Other research has shown the connection between bigger movements that incorporate larger portions of that sensorimotor strip and a burst of language development in young children. The physical closeness of these brain regions (areas involved in movement production being adjacent to Broca’s area, controlling speech production) have a functional connection. All of this shows how complex and interconnected all these regions are, and how they all relate to music.
In addition, these areas border on other areas with functions that are necessary for music making and dancing. For example, the pre-motor cortex is involved in the planning of movement and trajectories. That area is right in front of the motor cortex, and it only makes sense that these two areas would interact: the part of the brain dealing with direction and distance of movement must be connected to the neurons that move that part of the body. Meanwhile, in front of that, the prefrontal association cortex is involved in planning, decision making, and personality traits. It’s also logical that the area that plans and decides to make a movement is connected to the area that chooses direction and distance, and that that is connected to the area that moves that body part. All these areas work seamlessly together while we move along to the music or complete a sequence of dance moves while we’re listening to or singing a song.
Further forward and central in the frontal lobe, but adjacent to these pre-frontal association areas, is the medial prefrontal cortex. This area seems to link music, memories, and emotion, and has been found to be one of the last areas to deteriorate in Alzheimer’s disease. Because these are deep connections storing our unique memories for music, and because these pathways connect to other areas of the brain that process music, they can sometimes provide a path to communication even when the typical language production and processing areas are damaged.
Whether we’re honing our gross or fine motor skills as we sing, laying down memories and feeling emotions, or listening to the lyrics and singing along, we’re strengthening our vast neural pathways and integrating language areas and sensory processing areas. Plus, whenever we do bilateral movements—on both the right and left side of the body—we’re sending signals across the large bundle of neurons that connects the two hemispheres of the brain, the corpus callosum. Communication between the left and right hemispheres takes place via the signals that travel across this huge bundle of nerves, with each hemisphere controlling the opposite side of the body. We can think of the body as having a vertical line from the ceiling to the floor called the midline. When our movements cross the midline, the signals we send across the corpus callosum facilitate coordination between the hemispheres.
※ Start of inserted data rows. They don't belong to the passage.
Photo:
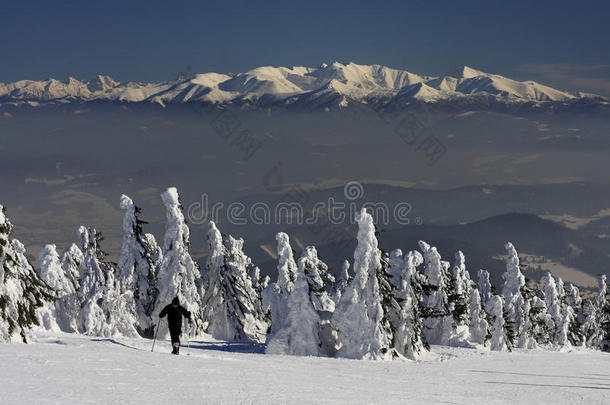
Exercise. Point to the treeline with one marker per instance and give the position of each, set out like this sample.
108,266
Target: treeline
387,305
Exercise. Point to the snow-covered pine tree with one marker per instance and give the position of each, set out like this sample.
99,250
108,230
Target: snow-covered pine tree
275,296
485,288
554,306
231,306
104,310
438,320
299,333
497,326
178,274
605,324
458,296
512,294
46,312
323,292
343,280
321,282
542,325
66,309
478,325
594,310
24,297
526,338
575,334
363,329
71,260
406,319
138,264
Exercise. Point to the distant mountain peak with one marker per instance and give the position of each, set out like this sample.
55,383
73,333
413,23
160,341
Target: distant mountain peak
336,83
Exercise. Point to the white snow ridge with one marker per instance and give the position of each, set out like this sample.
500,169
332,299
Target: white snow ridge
334,84
390,330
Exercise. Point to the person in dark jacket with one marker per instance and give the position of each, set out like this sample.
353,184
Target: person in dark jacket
174,312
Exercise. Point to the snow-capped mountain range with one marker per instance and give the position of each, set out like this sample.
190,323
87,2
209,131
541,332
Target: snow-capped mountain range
335,84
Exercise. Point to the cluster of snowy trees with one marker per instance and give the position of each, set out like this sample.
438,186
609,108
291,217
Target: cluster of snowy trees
389,305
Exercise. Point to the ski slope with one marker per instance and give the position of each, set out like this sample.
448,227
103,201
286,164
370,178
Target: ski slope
76,369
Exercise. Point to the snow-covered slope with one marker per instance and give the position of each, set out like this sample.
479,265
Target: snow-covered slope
333,84
72,369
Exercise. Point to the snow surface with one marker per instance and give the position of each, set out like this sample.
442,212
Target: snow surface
62,368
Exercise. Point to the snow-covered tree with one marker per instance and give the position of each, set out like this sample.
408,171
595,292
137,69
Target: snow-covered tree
138,264
438,319
275,296
343,280
46,312
485,289
105,311
299,333
512,295
24,297
497,326
406,318
478,325
553,303
542,326
66,309
594,310
321,282
458,295
178,274
526,334
231,305
361,323
575,334
71,260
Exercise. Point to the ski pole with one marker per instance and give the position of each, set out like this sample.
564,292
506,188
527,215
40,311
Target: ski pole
188,339
155,339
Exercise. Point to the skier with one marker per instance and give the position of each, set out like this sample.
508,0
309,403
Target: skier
174,312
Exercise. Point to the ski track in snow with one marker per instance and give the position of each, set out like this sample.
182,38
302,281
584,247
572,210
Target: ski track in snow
67,368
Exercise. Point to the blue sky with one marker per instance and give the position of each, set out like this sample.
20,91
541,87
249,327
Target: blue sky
561,43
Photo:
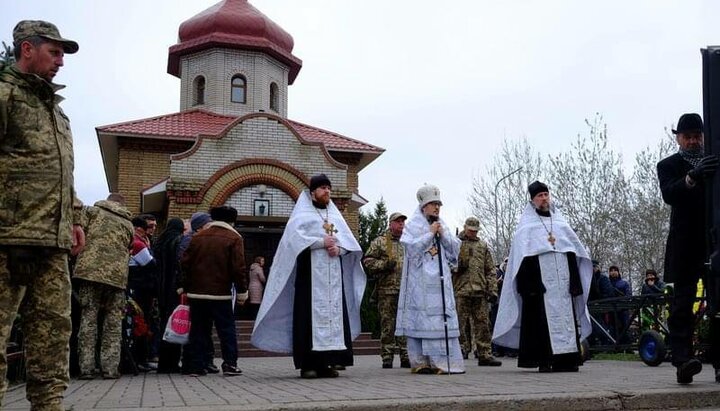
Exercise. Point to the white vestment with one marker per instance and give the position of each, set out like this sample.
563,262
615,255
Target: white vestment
420,315
274,324
563,311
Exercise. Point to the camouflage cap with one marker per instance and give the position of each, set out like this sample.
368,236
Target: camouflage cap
396,215
472,224
30,28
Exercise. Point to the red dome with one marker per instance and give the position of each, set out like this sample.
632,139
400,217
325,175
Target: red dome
233,24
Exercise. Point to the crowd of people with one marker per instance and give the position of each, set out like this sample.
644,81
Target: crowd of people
438,291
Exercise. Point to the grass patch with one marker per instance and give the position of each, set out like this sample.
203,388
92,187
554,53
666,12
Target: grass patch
616,356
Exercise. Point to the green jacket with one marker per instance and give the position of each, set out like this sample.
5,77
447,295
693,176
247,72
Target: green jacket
108,234
36,163
475,274
379,263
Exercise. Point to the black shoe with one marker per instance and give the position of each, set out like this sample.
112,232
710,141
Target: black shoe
687,370
489,362
194,373
308,374
230,370
565,368
327,373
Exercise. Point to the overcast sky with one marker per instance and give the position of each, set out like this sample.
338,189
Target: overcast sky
439,85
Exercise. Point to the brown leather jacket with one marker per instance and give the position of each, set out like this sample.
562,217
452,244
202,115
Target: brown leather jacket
213,262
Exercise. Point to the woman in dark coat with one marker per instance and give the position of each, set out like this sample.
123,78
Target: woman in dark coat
165,252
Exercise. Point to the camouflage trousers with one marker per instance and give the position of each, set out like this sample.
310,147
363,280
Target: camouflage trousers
387,306
96,299
473,313
44,307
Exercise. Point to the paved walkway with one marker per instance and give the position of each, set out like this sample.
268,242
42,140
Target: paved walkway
273,384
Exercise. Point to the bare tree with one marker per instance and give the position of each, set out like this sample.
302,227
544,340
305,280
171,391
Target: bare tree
590,187
650,218
510,194
6,55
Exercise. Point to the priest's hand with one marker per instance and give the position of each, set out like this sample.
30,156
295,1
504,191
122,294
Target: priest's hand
705,168
436,228
240,298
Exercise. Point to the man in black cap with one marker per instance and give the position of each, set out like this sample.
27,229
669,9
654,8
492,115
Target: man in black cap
311,305
213,263
543,304
683,178
39,215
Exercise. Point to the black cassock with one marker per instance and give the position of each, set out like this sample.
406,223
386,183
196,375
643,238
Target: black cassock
303,355
535,349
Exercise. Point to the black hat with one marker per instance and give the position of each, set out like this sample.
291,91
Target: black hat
225,214
139,222
536,188
689,122
319,181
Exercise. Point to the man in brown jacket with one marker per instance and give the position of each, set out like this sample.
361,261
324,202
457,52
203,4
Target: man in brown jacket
214,262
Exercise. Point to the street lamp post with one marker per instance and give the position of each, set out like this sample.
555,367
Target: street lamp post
497,235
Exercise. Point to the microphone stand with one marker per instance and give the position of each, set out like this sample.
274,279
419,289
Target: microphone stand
442,291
Through our music work, we establish patterns and set up those neural networks and pathways that tie together many different parts of the brain. Music nurtures critical development of gross and fine motor skills, as well social and emotional development, and integrates sensory-motor experiences. This happens seamlessly and simultaneously, whether you’re aware of the process or not.
All of this is to say that music is everywhere in the brain. Reception of sensations, movement, proprioception, language, memory, and emotion are all part of this network. The effects of music are real and measurable. They are reflected in the structure of our brains, and they reiterate the common knowledge we instinctively and intuitively know as educators and performers. Music is a powerful learning tool and is critically important to human development.